In 1918 Cannon co-founded the American Association of Hospital Social Workers (renamed the American Association of Medical Social Workers in 1934 and incorporated into the National Association of Social Workers in 1955). She was immediately elected vice-president and then served two terms as president. She also worked for the Massachusetts Conference of Social Work, serving as President in 1932. Frequently, she participated in the annual meetings of the National Conference of Charities and Corrections. During the 1930s and 40s Cannon was active in state and community affairs. She was a delegate to the White House Conference on Child Health and Protection, 1930-31; a member of the Massachusetts State Commission to Study Health Laws, 1935-36; board member for the Massachusetts Child Council, 1938-47; and a member of the Advisory Committee on the Medical Care Program of the State Department of Public Health, 1941-45.
Fighting tuberculosis was one of Cannon’s priorities, perhaps owing to her mother’s death from the disease. At the beginning of the 19th Century it was the most common infectious disease with which social workers dealt. Dubbed the “White Plague,” it killed about 150,000 Americans annually. Throughout her career Cannon clamored for studies of the social factors involved. She also favored greater cooperation between hospitals and the state government. She campaigned for more state sanatoria, testified before the legislature, served on the Executive Committee of the Boston Society for the Relief & Control of Tuberculosis, and worked on the Board of Managers of the Cambridge Anti-Tuberculosis Association. She was a trustee of the Massachusetts State Infirmary at Tewksbury, 1939-43, and was a member of a Special Commission to Study the Costs of Patient Care in County Tuberculosis Sanatoria, 1942.
For her generation, Cannon was the symbol of hospital social service. Even today she is celebrated for her remarkable contributions to medical social work. As Harriett Bartlett, one of her MGH colleagues, pointed out in 1975, Cabot conceived the idea of hospital social work, but Cannon put the idea into action.

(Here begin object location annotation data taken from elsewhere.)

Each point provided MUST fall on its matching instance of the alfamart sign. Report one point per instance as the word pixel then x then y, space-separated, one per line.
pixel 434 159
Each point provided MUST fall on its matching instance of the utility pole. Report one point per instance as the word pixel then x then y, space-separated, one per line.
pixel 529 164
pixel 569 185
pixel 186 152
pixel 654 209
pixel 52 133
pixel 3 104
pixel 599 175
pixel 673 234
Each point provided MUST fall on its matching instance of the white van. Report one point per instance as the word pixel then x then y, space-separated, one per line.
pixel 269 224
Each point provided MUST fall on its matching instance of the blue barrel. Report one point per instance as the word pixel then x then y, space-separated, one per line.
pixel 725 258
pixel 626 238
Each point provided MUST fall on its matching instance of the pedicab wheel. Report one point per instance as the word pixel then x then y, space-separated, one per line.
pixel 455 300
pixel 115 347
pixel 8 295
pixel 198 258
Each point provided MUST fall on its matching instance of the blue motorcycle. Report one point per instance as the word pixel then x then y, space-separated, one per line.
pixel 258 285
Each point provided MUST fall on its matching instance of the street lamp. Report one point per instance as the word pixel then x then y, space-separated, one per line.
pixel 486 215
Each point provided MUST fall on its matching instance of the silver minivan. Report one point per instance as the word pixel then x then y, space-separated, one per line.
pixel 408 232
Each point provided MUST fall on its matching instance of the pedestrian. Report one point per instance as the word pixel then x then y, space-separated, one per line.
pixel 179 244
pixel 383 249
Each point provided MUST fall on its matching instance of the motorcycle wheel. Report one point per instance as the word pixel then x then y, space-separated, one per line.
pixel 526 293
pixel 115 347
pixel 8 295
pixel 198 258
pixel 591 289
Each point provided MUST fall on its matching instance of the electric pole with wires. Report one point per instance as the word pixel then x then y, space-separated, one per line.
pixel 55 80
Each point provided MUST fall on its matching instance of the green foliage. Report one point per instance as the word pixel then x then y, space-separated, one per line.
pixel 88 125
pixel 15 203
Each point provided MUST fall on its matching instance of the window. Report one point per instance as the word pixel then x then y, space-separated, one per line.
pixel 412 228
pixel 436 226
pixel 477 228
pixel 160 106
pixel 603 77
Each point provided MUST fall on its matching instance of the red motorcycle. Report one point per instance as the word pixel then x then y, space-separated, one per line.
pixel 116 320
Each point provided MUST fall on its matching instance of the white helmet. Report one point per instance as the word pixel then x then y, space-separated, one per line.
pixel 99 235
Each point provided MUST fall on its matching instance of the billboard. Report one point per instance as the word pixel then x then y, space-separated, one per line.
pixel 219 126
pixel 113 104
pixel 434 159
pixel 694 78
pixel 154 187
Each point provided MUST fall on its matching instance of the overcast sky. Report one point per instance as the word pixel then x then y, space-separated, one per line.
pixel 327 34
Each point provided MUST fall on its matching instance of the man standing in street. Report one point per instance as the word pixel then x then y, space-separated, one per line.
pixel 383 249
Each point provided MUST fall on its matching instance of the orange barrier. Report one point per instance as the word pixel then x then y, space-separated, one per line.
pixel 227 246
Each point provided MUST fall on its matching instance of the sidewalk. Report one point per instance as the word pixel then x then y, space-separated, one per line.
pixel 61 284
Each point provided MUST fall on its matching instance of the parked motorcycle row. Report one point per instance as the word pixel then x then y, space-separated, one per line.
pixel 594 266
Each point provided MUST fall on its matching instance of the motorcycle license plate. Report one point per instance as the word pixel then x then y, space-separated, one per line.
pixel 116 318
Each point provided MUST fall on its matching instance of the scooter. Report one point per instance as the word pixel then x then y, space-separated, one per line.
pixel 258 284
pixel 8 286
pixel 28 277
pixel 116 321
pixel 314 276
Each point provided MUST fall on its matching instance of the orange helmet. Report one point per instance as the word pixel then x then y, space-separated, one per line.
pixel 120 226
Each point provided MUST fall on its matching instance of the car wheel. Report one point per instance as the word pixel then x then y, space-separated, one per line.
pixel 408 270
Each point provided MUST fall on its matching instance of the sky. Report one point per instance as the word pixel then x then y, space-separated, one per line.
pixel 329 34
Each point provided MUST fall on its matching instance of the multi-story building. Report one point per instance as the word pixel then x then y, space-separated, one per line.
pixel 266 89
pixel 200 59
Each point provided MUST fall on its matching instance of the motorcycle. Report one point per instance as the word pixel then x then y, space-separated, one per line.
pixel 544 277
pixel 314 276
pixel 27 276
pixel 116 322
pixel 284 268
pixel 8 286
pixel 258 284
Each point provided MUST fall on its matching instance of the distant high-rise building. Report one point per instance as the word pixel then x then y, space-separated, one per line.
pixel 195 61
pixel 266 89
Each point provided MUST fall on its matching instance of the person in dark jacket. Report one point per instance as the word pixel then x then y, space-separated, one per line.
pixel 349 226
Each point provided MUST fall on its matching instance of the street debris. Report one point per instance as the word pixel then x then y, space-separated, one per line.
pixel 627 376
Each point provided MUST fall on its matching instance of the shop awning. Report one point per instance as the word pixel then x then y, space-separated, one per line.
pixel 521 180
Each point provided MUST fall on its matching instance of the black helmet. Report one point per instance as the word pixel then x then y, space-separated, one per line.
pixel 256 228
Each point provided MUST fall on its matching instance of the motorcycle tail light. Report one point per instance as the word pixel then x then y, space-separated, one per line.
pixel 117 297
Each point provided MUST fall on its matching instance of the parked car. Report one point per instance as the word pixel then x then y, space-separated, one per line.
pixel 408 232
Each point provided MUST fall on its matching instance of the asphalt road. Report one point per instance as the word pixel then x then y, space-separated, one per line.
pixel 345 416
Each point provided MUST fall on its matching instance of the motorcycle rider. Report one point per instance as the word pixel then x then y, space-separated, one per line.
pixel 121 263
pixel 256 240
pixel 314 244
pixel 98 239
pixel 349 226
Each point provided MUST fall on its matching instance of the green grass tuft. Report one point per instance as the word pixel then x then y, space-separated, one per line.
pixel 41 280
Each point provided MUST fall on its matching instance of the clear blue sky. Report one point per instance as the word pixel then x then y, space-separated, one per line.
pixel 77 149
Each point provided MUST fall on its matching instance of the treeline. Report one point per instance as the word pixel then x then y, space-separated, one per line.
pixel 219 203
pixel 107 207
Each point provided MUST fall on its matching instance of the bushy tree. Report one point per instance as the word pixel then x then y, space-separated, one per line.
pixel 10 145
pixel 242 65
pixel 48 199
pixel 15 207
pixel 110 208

Cannon was honored with doctoral degrees from the University of New Hampshire, 1937, and Boston University, 1950. In 1959 she was awarded honorary membership in the Institute of Almoners in England and was the recipient of the Lemuel Shattuck Award from the Massachusetts Public Health Association.
Cannon reluctantly retired in 1945, in accordance with MGH’s employee age limit policy, but remained a consultant to the hospital, sharing her wisdom and experience with visitors from all over the world. In retirement Cannon wrote On the Social Frontier of Medicine: Pioneering in Medical Social Service, 1952, and Some Highlights of Fifty Years: Massachusetts Conference of Social Work, 1903-1953, 1953. In 1957, disabled by a stroke, she entered a nursing home. She died there at age 83.
Information about Ida Cannon can be found in the Cannon Family Papers, Schlesinger Library, Radcliffe Institute for Advanced Study, in Cambridge, Massachusetts and in the Richard Clarke Cabot Papers, Harvard University Archives. Additional information is in First Parish Cambridge Records, Andover-Harvard Theological School; the Massachusetts General Hospital Archives; the Massachusetts Conference of Social Work Records in the Simmons College Archives; and the Social Welfare History Archives at the University of Minnesota. The book, Snatched From Oblivion: A Cambridge Memoir, by Ida Cannon’s niece Marian Cannon Schlesinger covers Cannon family history, particularly the years when the extended family shared a home. There are short biographies in Social Service Review (1975), Notable American Women: The Modern Period (1980), Modern Healthcare (1997), and in American National Biography (1999).